At its launch, the company had secured $750m in equity commitments from its shareholders, with a management team boasting an aggregate 200 years’ experience.

According to a note attached to the accounts, the directors state that they “intend to maintain the success and growth of the company going forward, and continue to evaluate new investment opportunities.

“The company ended the period with $78m in cash on hand, and undrawn debt commitments of $704m and undrawn equity capital commitments of $338m.”

The number of staff employed at the end of December last was 21 and $7.47m was paid under “compensation and benefit expenses” under the heading of “general and administrative expenses”.

Along with general and administrative expenses totalling $28.7m and finance expenses totalling $21.8m, the company recorded a pre-tax loss of $39.5m.

The company received a tax credit of $4.3m resulting an after-tax loss of $35.1m. The loss takes into account a depreciation charge of $4.9m.

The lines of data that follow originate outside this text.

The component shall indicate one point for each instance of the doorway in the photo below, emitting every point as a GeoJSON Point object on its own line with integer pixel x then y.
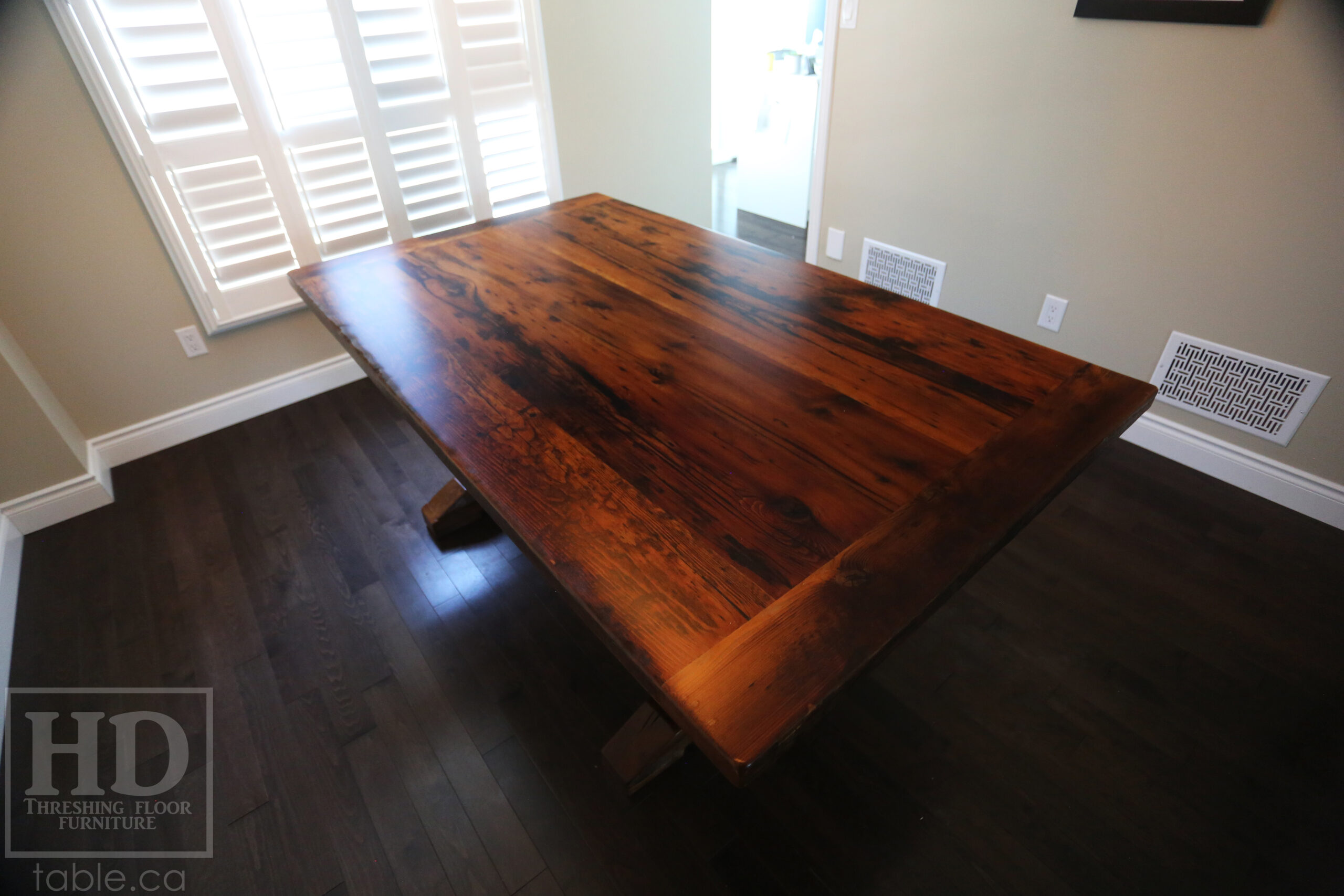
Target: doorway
{"type": "Point", "coordinates": [766, 59]}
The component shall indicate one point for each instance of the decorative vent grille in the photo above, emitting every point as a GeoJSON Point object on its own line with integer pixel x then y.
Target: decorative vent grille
{"type": "Point", "coordinates": [1238, 388]}
{"type": "Point", "coordinates": [901, 272]}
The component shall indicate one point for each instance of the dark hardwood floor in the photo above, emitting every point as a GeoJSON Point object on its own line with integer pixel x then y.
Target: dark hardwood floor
{"type": "Point", "coordinates": [786, 239]}
{"type": "Point", "coordinates": [1143, 693]}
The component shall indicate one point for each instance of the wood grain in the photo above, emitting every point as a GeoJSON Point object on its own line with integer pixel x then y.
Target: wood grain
{"type": "Point", "coordinates": [685, 431]}
{"type": "Point", "coordinates": [754, 688]}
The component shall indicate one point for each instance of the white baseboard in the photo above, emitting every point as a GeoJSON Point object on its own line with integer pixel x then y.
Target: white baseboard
{"type": "Point", "coordinates": [194, 421]}
{"type": "Point", "coordinates": [11, 553]}
{"type": "Point", "coordinates": [93, 489]}
{"type": "Point", "coordinates": [1280, 483]}
{"type": "Point", "coordinates": [57, 503]}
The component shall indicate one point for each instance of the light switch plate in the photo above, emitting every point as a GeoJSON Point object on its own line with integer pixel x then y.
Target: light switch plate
{"type": "Point", "coordinates": [848, 14]}
{"type": "Point", "coordinates": [191, 342]}
{"type": "Point", "coordinates": [1053, 313]}
{"type": "Point", "coordinates": [835, 244]}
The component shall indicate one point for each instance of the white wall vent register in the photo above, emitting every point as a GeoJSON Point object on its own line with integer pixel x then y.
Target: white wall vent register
{"type": "Point", "coordinates": [901, 272]}
{"type": "Point", "coordinates": [1238, 388]}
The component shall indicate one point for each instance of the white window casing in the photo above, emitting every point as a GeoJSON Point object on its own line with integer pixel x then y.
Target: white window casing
{"type": "Point", "coordinates": [264, 135]}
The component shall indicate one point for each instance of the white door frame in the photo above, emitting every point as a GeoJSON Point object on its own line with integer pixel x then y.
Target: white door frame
{"type": "Point", "coordinates": [823, 129]}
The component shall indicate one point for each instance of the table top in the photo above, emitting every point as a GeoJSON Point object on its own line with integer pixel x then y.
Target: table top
{"type": "Point", "coordinates": [749, 473]}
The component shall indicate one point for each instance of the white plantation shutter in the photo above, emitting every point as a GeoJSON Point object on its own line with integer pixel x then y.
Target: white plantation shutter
{"type": "Point", "coordinates": [272, 133]}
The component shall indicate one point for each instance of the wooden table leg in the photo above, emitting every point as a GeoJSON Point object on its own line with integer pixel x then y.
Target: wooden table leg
{"type": "Point", "coordinates": [449, 511]}
{"type": "Point", "coordinates": [644, 746]}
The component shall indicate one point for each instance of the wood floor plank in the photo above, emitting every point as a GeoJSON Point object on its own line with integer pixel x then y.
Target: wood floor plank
{"type": "Point", "coordinates": [409, 848]}
{"type": "Point", "coordinates": [299, 801]}
{"type": "Point", "coordinates": [495, 821]}
{"type": "Point", "coordinates": [363, 863]}
{"type": "Point", "coordinates": [460, 852]}
{"type": "Point", "coordinates": [568, 855]}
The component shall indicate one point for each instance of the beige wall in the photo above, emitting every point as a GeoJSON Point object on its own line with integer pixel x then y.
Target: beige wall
{"type": "Point", "coordinates": [1159, 176]}
{"type": "Point", "coordinates": [631, 88]}
{"type": "Point", "coordinates": [85, 285]}
{"type": "Point", "coordinates": [33, 455]}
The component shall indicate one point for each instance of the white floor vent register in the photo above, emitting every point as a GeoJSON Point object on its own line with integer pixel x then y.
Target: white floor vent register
{"type": "Point", "coordinates": [901, 272]}
{"type": "Point", "coordinates": [1238, 388]}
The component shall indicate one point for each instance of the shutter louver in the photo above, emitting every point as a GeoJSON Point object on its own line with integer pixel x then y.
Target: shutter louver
{"type": "Point", "coordinates": [505, 102]}
{"type": "Point", "coordinates": [234, 217]}
{"type": "Point", "coordinates": [269, 133]}
{"type": "Point", "coordinates": [401, 45]}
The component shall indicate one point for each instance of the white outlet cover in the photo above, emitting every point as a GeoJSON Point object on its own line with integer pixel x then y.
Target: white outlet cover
{"type": "Point", "coordinates": [1053, 313]}
{"type": "Point", "coordinates": [835, 244]}
{"type": "Point", "coordinates": [848, 14]}
{"type": "Point", "coordinates": [191, 342]}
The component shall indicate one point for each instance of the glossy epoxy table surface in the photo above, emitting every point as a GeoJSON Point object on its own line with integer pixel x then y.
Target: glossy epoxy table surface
{"type": "Point", "coordinates": [749, 475]}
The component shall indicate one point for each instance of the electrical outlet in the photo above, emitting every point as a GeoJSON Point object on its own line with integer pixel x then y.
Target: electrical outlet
{"type": "Point", "coordinates": [848, 14]}
{"type": "Point", "coordinates": [191, 342]}
{"type": "Point", "coordinates": [835, 244]}
{"type": "Point", "coordinates": [1053, 312]}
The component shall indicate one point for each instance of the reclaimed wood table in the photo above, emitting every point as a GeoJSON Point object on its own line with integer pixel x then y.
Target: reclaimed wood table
{"type": "Point", "coordinates": [749, 475]}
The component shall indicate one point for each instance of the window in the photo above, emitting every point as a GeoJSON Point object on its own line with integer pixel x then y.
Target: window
{"type": "Point", "coordinates": [265, 135]}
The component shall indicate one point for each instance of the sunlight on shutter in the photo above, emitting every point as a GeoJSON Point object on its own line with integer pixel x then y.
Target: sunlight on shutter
{"type": "Point", "coordinates": [191, 112]}
{"type": "Point", "coordinates": [505, 101]}
{"type": "Point", "coordinates": [401, 44]}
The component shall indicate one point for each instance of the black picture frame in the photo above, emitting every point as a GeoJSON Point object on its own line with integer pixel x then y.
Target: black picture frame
{"type": "Point", "coordinates": [1223, 13]}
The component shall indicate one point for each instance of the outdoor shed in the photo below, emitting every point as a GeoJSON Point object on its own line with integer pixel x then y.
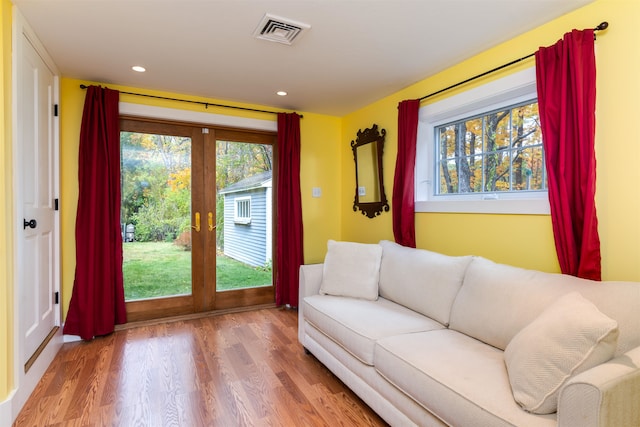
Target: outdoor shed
{"type": "Point", "coordinates": [248, 220]}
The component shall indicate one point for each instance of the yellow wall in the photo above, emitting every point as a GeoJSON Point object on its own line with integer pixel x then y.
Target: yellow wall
{"type": "Point", "coordinates": [6, 211]}
{"type": "Point", "coordinates": [320, 167]}
{"type": "Point", "coordinates": [618, 176]}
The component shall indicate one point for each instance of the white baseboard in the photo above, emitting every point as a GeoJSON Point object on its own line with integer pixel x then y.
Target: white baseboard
{"type": "Point", "coordinates": [27, 381]}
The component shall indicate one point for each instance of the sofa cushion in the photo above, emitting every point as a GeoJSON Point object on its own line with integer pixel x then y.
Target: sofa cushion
{"type": "Point", "coordinates": [351, 270]}
{"type": "Point", "coordinates": [424, 281]}
{"type": "Point", "coordinates": [569, 337]}
{"type": "Point", "coordinates": [496, 301]}
{"type": "Point", "coordinates": [461, 380]}
{"type": "Point", "coordinates": [356, 324]}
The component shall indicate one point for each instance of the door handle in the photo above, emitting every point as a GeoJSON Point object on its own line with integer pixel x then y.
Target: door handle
{"type": "Point", "coordinates": [211, 226]}
{"type": "Point", "coordinates": [31, 224]}
{"type": "Point", "coordinates": [197, 226]}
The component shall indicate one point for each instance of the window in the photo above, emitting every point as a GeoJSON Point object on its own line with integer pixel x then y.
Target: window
{"type": "Point", "coordinates": [242, 210]}
{"type": "Point", "coordinates": [481, 151]}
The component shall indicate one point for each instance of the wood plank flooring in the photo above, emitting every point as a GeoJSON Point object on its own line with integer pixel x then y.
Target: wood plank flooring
{"type": "Point", "coordinates": [239, 369]}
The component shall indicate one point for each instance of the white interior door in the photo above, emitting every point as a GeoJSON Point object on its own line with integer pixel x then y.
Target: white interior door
{"type": "Point", "coordinates": [36, 203]}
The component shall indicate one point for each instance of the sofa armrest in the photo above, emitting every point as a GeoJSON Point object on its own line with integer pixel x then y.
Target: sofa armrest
{"type": "Point", "coordinates": [309, 284]}
{"type": "Point", "coordinates": [606, 395]}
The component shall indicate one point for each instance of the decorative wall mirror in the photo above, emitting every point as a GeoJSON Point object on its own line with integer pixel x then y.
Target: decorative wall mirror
{"type": "Point", "coordinates": [367, 153]}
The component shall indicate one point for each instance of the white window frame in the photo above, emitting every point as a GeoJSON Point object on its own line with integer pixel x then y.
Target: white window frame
{"type": "Point", "coordinates": [512, 89]}
{"type": "Point", "coordinates": [236, 217]}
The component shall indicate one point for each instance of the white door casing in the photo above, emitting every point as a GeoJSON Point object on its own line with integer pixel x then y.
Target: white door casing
{"type": "Point", "coordinates": [35, 197]}
{"type": "Point", "coordinates": [36, 229]}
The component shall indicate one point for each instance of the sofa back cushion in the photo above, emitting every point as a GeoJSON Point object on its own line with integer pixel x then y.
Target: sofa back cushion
{"type": "Point", "coordinates": [496, 301]}
{"type": "Point", "coordinates": [424, 281]}
{"type": "Point", "coordinates": [351, 270]}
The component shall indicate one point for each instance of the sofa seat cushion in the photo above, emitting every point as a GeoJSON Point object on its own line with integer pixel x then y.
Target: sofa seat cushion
{"type": "Point", "coordinates": [356, 324]}
{"type": "Point", "coordinates": [459, 379]}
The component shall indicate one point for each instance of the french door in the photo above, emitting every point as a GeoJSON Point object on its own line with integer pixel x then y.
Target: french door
{"type": "Point", "coordinates": [176, 216]}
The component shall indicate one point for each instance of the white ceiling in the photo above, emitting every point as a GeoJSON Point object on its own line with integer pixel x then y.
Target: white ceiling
{"type": "Point", "coordinates": [356, 52]}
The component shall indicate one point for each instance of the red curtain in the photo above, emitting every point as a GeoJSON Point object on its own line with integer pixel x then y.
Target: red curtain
{"type": "Point", "coordinates": [403, 200]}
{"type": "Point", "coordinates": [566, 79]}
{"type": "Point", "coordinates": [289, 240]}
{"type": "Point", "coordinates": [97, 301]}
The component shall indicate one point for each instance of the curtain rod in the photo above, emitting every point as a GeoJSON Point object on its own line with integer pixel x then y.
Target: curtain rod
{"type": "Point", "coordinates": [206, 104]}
{"type": "Point", "coordinates": [603, 26]}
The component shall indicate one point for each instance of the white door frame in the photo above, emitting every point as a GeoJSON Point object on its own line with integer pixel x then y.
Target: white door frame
{"type": "Point", "coordinates": [25, 382]}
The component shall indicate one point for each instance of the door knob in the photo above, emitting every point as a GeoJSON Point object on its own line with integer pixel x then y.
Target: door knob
{"type": "Point", "coordinates": [197, 226]}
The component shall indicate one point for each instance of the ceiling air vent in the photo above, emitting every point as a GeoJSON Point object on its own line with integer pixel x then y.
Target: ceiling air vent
{"type": "Point", "coordinates": [280, 30]}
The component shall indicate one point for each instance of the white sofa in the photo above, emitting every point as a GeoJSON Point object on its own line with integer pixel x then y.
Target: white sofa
{"type": "Point", "coordinates": [428, 339]}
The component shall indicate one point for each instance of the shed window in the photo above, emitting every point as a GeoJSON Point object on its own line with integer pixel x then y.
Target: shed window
{"type": "Point", "coordinates": [242, 210]}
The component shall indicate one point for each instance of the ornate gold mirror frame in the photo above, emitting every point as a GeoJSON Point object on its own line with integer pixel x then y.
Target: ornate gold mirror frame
{"type": "Point", "coordinates": [367, 150]}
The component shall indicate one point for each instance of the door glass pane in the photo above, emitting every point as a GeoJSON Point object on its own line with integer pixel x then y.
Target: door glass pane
{"type": "Point", "coordinates": [156, 215]}
{"type": "Point", "coordinates": [244, 215]}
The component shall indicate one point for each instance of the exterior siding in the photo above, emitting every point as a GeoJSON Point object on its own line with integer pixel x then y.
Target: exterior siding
{"type": "Point", "coordinates": [247, 242]}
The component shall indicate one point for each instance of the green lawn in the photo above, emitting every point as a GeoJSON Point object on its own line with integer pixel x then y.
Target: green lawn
{"type": "Point", "coordinates": [155, 269]}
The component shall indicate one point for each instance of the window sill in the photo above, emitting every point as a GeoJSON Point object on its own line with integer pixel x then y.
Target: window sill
{"type": "Point", "coordinates": [513, 206]}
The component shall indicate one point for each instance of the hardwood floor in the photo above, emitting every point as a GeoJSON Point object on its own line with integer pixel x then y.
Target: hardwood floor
{"type": "Point", "coordinates": [239, 369]}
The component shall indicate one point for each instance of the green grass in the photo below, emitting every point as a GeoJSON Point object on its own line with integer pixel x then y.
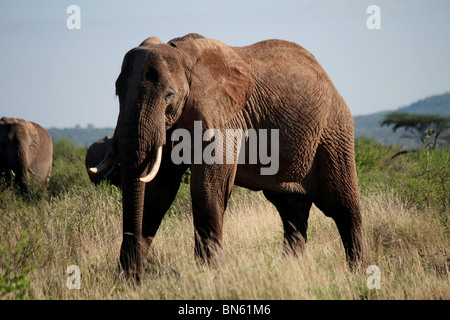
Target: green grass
{"type": "Point", "coordinates": [76, 223]}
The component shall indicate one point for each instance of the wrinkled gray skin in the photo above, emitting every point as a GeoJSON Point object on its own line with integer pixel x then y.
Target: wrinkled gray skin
{"type": "Point", "coordinates": [26, 150]}
{"type": "Point", "coordinates": [272, 84]}
{"type": "Point", "coordinates": [95, 153]}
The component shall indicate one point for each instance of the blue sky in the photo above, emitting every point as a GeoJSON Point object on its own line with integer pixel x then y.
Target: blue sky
{"type": "Point", "coordinates": [62, 78]}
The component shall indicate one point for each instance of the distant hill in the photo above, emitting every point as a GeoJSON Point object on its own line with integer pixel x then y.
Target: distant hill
{"type": "Point", "coordinates": [81, 136]}
{"type": "Point", "coordinates": [369, 125]}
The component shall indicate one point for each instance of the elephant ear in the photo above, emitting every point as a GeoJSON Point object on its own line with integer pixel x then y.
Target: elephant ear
{"type": "Point", "coordinates": [220, 82]}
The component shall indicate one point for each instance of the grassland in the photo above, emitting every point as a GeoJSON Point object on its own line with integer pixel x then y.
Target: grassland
{"type": "Point", "coordinates": [405, 212]}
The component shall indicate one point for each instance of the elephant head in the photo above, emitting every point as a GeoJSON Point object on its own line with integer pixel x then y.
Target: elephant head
{"type": "Point", "coordinates": [25, 148]}
{"type": "Point", "coordinates": [162, 86]}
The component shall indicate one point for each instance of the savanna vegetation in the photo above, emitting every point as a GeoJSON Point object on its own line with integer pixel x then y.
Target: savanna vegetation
{"type": "Point", "coordinates": [405, 201]}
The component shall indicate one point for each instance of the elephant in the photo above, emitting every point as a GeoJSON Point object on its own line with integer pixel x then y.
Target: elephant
{"type": "Point", "coordinates": [95, 153]}
{"type": "Point", "coordinates": [26, 150]}
{"type": "Point", "coordinates": [165, 89]}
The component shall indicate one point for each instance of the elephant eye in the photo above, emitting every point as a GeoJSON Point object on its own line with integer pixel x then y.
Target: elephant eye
{"type": "Point", "coordinates": [152, 76]}
{"type": "Point", "coordinates": [169, 96]}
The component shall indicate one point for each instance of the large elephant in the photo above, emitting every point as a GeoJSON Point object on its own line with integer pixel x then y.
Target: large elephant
{"type": "Point", "coordinates": [95, 154]}
{"type": "Point", "coordinates": [272, 85]}
{"type": "Point", "coordinates": [25, 149]}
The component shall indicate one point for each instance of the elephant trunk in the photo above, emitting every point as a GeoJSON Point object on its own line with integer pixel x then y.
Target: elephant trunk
{"type": "Point", "coordinates": [132, 249]}
{"type": "Point", "coordinates": [139, 145]}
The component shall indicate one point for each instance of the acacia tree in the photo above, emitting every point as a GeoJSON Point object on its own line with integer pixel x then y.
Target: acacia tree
{"type": "Point", "coordinates": [426, 129]}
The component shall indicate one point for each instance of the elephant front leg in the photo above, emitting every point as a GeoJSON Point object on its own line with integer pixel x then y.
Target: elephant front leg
{"type": "Point", "coordinates": [159, 196]}
{"type": "Point", "coordinates": [211, 188]}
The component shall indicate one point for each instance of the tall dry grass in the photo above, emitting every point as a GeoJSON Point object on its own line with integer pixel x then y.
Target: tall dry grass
{"type": "Point", "coordinates": [39, 239]}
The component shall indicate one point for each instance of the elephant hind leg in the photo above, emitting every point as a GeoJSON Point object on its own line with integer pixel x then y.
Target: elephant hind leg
{"type": "Point", "coordinates": [294, 212]}
{"type": "Point", "coordinates": [338, 198]}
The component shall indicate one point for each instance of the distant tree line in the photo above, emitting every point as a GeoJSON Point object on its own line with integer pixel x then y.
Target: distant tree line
{"type": "Point", "coordinates": [81, 137]}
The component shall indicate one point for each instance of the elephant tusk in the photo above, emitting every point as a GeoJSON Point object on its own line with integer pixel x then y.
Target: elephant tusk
{"type": "Point", "coordinates": [103, 164]}
{"type": "Point", "coordinates": [155, 167]}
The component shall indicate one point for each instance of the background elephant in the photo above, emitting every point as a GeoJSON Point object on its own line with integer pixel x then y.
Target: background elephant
{"type": "Point", "coordinates": [94, 155]}
{"type": "Point", "coordinates": [25, 148]}
{"type": "Point", "coordinates": [272, 84]}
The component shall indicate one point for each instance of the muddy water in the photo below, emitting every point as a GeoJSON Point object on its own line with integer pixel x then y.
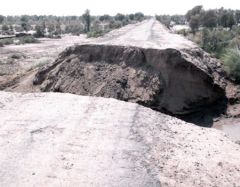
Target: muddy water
{"type": "Point", "coordinates": [231, 126]}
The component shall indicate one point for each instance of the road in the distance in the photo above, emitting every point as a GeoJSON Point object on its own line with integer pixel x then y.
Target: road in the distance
{"type": "Point", "coordinates": [147, 34]}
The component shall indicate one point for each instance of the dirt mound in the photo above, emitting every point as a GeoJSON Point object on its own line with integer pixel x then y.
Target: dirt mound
{"type": "Point", "coordinates": [58, 139]}
{"type": "Point", "coordinates": [169, 80]}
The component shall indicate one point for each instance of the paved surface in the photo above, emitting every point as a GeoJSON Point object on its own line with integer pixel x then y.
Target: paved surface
{"type": "Point", "coordinates": [53, 139]}
{"type": "Point", "coordinates": [147, 34]}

The general and administrative expenses included legal and professional fees topping $15.8m, while it incurred $1.13m in travel expenses, $1.2m in office expenses and $3m in other expenses.

The spokesman said the firm employs 31, with the majority employed in Dublin and others employed at offices in New York, Shanghai and Hong Kong.

The firm’s total equity at the end of last year was $144.9m.

The accounts show that the company’s business is part financed by 12 banks located in Ireland, the US, Britain, France and Germany.